Engineers' submarine takes international prize

Fifteen students, $1,500 and nine months work produce winner

by Andy Poon staff writer

When asked what they did this summer, a group of UBC engineering students can claim to having bested the field in an international submarine design competition.

UBC's entry in the annual Human Powered Submarine Design Contest in San Diego, Calif. was the fastest vehicle in the two-person, propeller-driven class with a winning time of 3.066 knots (5.7 kilometres per hour).

The contest, sponsored by the American Society of Mechanical Engineers, encourages students to apply engineering theory to practice. Nine teams from across the U.S. and Canada took part.

"Students get a tremendous amount of experience designing real systems with an event like this," says Doug Chambers, 22, the UBC team captain. "We're responsible for setting timelines and meeting goals to get the job done."

Fifteen Mechanical Engineering students poured nine months of their free time into work on the submarine--four months on design and five months on manufacturing the sub. Chambers estimates that each member devoted 50 hours a month on the project.

"The reason we back this as a department is because of the design and organizational experience that the students get," says Mechanical Engineering Prof. Sander Calisal, the team's faculty adviser. "We supervise them, but everything is their brainchild--they go from step zero to step 100, they organize the travel, the budget, everything. They do all the work and they deserve all the credit."

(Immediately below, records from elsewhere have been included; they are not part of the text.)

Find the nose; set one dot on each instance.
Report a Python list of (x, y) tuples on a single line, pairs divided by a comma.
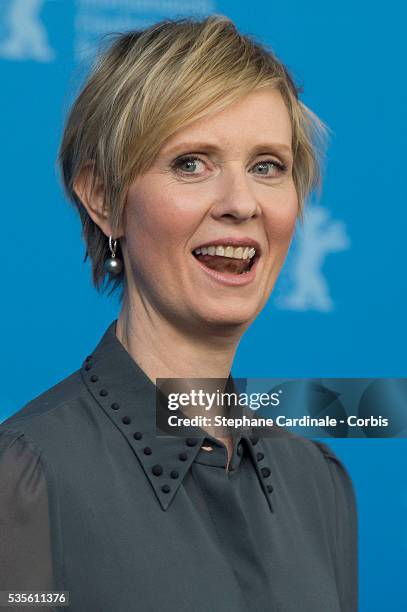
[(235, 199)]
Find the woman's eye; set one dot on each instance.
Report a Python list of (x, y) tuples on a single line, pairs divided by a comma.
[(187, 165), (191, 164), (278, 168)]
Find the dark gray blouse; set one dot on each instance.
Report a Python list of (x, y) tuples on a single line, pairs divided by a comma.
[(94, 503)]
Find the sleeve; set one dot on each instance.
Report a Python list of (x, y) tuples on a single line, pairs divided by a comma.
[(346, 538), (25, 534)]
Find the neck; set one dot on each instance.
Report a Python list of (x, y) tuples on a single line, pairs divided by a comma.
[(163, 350)]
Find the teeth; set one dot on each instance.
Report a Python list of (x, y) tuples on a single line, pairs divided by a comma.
[(227, 251)]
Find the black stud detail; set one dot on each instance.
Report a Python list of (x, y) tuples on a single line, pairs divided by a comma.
[(157, 469)]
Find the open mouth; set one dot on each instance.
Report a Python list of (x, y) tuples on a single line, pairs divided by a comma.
[(227, 258)]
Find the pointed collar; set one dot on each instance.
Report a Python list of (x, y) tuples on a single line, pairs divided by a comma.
[(128, 397)]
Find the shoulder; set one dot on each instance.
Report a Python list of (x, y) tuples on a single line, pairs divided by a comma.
[(66, 391), (50, 421), (314, 464)]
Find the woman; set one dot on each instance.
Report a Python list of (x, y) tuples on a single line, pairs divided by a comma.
[(189, 156)]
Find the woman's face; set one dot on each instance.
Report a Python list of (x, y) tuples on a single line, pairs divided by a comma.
[(236, 187)]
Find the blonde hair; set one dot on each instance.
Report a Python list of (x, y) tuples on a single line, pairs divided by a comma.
[(149, 83)]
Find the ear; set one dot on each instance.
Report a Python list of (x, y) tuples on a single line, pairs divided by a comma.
[(93, 199)]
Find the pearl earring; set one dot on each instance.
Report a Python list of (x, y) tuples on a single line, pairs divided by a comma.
[(113, 265)]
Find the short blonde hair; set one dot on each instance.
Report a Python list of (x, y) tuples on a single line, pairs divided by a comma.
[(149, 83)]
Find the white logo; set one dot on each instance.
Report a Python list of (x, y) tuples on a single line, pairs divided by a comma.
[(27, 37), (319, 237)]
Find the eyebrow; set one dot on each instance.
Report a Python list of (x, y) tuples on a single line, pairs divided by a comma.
[(258, 149)]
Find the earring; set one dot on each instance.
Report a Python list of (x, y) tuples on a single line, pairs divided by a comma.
[(113, 265)]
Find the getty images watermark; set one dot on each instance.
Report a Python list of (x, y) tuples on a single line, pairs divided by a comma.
[(339, 407)]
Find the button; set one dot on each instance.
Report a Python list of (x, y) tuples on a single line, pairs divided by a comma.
[(157, 469)]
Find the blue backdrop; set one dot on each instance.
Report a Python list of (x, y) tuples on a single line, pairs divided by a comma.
[(339, 307)]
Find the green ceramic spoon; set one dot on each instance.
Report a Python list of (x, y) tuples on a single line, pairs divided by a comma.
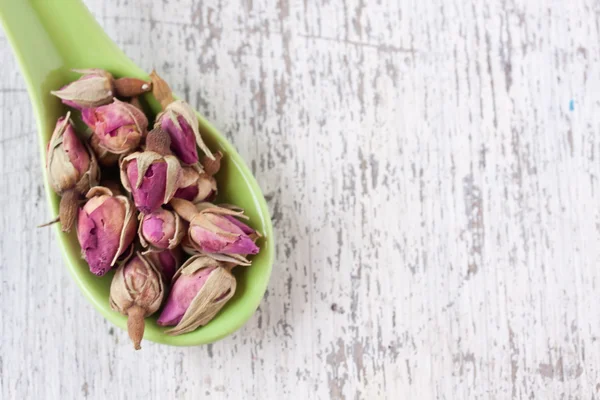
[(51, 37)]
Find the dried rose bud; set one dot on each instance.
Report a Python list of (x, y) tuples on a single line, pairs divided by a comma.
[(105, 158), (212, 166), (201, 287), (72, 169), (167, 261), (106, 228), (215, 230), (93, 89), (119, 126), (181, 123), (151, 176), (195, 185), (137, 290), (131, 87), (160, 230)]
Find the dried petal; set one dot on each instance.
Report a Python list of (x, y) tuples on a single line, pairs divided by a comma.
[(105, 229), (160, 230), (137, 290), (72, 169), (93, 89), (119, 126), (195, 185), (181, 123), (166, 261), (151, 178), (104, 157)]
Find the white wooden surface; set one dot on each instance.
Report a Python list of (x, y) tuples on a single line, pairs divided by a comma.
[(432, 171)]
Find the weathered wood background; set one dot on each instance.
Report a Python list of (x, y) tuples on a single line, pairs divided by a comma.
[(432, 172)]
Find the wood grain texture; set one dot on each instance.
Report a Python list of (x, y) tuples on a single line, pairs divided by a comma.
[(432, 172)]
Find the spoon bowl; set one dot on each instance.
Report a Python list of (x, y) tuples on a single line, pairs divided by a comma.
[(49, 39)]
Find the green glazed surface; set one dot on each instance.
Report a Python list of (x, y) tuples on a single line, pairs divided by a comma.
[(51, 37)]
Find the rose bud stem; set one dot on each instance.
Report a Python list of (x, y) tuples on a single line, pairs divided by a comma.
[(135, 325), (159, 142), (211, 167), (131, 87), (161, 90), (67, 210)]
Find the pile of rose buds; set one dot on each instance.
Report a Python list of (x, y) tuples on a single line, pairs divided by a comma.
[(153, 207)]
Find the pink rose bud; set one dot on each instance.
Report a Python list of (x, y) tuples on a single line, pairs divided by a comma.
[(106, 228), (137, 290), (160, 230), (93, 89), (215, 230), (72, 169), (181, 123), (119, 126), (201, 287), (196, 186), (151, 176), (167, 261)]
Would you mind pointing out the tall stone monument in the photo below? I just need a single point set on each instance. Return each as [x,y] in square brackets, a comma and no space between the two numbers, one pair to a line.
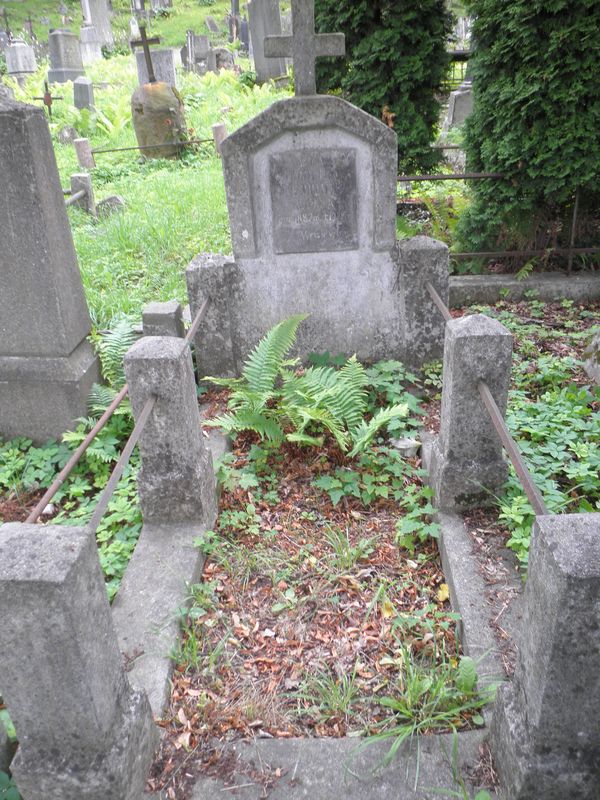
[311,195]
[47,366]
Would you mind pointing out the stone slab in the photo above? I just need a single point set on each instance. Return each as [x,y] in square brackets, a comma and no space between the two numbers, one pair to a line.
[549,286]
[322,769]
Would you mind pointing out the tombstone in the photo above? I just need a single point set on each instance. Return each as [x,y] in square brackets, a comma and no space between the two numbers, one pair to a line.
[20,60]
[47,366]
[84,733]
[311,195]
[97,13]
[91,46]
[264,20]
[83,93]
[163,62]
[65,57]
[212,25]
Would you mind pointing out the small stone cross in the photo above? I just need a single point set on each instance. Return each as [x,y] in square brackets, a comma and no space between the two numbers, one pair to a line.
[304,46]
[48,99]
[145,43]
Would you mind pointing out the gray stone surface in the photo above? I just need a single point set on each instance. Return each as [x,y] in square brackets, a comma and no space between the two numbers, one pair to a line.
[264,20]
[323,769]
[544,733]
[467,464]
[176,482]
[47,366]
[311,194]
[163,319]
[304,46]
[591,358]
[163,62]
[84,734]
[20,60]
[83,92]
[467,289]
[65,57]
[90,44]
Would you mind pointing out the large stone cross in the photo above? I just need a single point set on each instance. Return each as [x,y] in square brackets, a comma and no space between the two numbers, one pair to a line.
[304,46]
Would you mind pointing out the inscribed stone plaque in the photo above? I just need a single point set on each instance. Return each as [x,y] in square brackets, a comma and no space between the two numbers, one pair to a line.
[314,200]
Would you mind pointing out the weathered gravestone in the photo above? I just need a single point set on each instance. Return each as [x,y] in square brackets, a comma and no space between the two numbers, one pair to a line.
[311,194]
[65,57]
[264,20]
[20,60]
[47,366]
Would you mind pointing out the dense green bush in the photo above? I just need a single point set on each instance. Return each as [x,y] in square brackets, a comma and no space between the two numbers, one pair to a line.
[395,57]
[536,120]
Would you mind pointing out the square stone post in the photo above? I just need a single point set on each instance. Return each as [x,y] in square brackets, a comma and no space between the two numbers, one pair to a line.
[544,732]
[176,482]
[467,463]
[47,366]
[84,734]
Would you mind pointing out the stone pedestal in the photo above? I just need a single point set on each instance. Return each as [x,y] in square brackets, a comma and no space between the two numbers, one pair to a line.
[544,732]
[20,60]
[163,62]
[158,120]
[47,366]
[65,57]
[176,482]
[91,46]
[264,20]
[84,734]
[467,464]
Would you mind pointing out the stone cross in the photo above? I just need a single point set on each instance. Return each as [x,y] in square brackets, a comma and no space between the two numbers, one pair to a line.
[145,43]
[304,46]
[48,98]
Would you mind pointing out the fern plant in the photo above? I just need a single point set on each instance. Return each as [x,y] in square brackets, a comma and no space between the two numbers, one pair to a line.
[275,400]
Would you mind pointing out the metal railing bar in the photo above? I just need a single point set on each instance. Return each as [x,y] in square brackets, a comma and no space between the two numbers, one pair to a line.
[73,460]
[108,490]
[443,309]
[192,330]
[531,490]
[150,146]
[74,197]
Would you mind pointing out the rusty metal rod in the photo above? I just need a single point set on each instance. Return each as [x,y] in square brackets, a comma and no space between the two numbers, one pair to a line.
[197,320]
[513,253]
[76,456]
[438,301]
[150,146]
[108,490]
[531,490]
[75,197]
[462,176]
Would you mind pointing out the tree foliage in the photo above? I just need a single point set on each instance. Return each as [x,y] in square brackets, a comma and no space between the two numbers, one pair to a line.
[395,57]
[536,120]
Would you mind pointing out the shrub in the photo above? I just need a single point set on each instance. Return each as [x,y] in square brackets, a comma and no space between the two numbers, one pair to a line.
[395,58]
[536,120]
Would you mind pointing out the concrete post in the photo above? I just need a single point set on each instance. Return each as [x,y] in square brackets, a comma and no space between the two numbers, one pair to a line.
[544,732]
[219,130]
[176,482]
[81,181]
[84,734]
[163,319]
[423,259]
[47,366]
[83,150]
[467,463]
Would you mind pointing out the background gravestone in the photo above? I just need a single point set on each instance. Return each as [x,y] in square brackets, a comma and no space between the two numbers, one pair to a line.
[47,366]
[264,20]
[65,57]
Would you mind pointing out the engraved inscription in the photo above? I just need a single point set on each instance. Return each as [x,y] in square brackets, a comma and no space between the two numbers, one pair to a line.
[314,200]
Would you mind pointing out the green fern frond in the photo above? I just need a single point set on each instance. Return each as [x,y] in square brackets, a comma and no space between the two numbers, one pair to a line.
[364,433]
[265,361]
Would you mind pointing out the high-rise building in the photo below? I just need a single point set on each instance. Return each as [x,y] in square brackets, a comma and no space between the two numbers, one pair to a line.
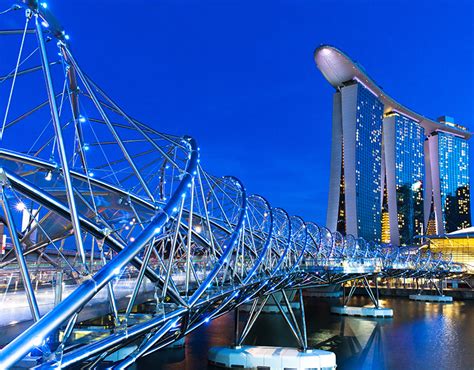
[403,141]
[449,154]
[391,168]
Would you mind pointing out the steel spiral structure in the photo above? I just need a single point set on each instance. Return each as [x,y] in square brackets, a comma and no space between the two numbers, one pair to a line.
[103,213]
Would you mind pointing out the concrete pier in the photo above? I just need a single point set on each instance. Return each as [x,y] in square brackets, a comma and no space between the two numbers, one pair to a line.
[368,311]
[431,298]
[271,358]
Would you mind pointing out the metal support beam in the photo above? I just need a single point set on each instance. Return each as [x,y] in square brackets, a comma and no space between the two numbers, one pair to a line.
[30,294]
[61,147]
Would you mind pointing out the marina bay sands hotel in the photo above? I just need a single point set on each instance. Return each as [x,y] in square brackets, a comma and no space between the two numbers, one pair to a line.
[395,174]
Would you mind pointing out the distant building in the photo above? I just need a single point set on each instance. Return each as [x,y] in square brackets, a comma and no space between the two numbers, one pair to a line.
[394,173]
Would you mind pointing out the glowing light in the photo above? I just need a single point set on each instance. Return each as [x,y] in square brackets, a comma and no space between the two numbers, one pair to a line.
[416,186]
[20,206]
[37,341]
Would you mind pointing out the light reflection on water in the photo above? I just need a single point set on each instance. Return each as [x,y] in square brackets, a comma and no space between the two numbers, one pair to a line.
[419,336]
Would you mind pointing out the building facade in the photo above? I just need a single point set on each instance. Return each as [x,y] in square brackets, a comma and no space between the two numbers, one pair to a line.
[395,174]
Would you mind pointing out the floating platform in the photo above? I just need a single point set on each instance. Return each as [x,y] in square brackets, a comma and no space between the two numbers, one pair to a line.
[271,358]
[270,307]
[431,298]
[362,311]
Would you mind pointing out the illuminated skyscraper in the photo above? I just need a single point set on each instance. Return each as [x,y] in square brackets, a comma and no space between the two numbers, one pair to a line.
[449,159]
[403,141]
[357,127]
[390,166]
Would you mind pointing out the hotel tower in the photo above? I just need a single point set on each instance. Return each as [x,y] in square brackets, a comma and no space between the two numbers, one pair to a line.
[395,174]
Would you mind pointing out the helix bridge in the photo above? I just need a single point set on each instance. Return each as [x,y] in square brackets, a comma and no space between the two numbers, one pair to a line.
[105,218]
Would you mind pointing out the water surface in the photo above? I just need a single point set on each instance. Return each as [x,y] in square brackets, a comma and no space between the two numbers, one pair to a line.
[419,336]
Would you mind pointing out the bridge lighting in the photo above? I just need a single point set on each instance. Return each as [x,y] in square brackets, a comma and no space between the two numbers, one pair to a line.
[20,206]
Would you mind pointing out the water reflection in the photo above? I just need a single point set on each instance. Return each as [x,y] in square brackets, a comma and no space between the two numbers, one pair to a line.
[419,336]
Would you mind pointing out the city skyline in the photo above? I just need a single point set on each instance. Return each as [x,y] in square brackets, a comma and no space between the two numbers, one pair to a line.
[395,174]
[249,89]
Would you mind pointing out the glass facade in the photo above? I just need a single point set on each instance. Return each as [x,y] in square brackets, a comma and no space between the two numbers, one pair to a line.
[368,163]
[453,156]
[409,172]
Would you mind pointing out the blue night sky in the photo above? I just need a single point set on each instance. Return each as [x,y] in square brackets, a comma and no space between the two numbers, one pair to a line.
[239,76]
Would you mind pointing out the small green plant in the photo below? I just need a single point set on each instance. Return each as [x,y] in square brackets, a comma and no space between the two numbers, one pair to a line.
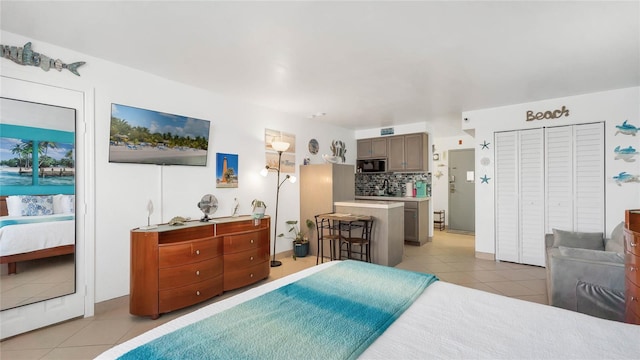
[296,234]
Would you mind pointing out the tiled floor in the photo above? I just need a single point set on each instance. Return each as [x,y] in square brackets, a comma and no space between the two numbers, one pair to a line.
[36,280]
[449,256]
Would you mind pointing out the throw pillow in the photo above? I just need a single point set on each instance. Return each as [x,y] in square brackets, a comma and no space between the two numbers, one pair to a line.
[616,242]
[14,205]
[576,239]
[37,205]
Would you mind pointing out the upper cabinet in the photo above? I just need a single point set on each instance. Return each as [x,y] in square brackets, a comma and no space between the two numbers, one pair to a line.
[408,152]
[372,148]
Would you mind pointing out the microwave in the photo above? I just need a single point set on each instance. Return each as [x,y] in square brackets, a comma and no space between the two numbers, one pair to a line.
[371,166]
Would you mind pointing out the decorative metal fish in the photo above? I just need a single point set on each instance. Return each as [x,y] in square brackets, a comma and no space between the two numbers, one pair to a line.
[625,154]
[624,177]
[25,56]
[626,129]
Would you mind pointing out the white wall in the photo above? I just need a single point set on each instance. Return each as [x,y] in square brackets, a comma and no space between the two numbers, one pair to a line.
[123,190]
[612,107]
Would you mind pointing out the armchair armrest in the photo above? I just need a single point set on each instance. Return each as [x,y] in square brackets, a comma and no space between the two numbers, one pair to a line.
[568,266]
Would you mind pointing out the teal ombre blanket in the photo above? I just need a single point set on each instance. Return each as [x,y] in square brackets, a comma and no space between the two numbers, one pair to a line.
[333,314]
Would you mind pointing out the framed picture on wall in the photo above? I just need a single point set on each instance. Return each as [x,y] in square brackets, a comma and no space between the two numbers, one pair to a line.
[226,170]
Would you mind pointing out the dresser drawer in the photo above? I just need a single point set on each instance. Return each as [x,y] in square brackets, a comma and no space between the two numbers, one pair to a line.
[631,242]
[192,251]
[246,258]
[632,268]
[244,277]
[632,297]
[190,273]
[177,298]
[242,242]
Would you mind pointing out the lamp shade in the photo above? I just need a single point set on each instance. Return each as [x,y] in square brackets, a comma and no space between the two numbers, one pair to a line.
[280,145]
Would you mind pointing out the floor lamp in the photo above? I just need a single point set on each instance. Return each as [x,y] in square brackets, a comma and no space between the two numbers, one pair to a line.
[280,147]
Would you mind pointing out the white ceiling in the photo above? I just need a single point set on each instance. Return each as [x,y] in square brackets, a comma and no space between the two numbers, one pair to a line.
[365,64]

The team's winning design consists of a 3.6-metre fibreglass and resin hull encasing an aluminum space frame. The vessel is propeller-powered by an operator pedalling in the rear of the submarine while another steers the boat.

The operators are completely submerged in water and must wear scuba gear to run the sub.

Completely computer-designed, the sub was manufactured by the students with $1,500 from the Society of Naval Architects and Marine Engineers, the Mechanical Engineering Dept. and the Engineering Undergraduate Society.

Chambers says that there were teams at the competition that had submarines worth as much as $35,000. He hopes to boost the team's fund-raising efforts this year with an eye to submitting an improved model of the sub at next year's competition.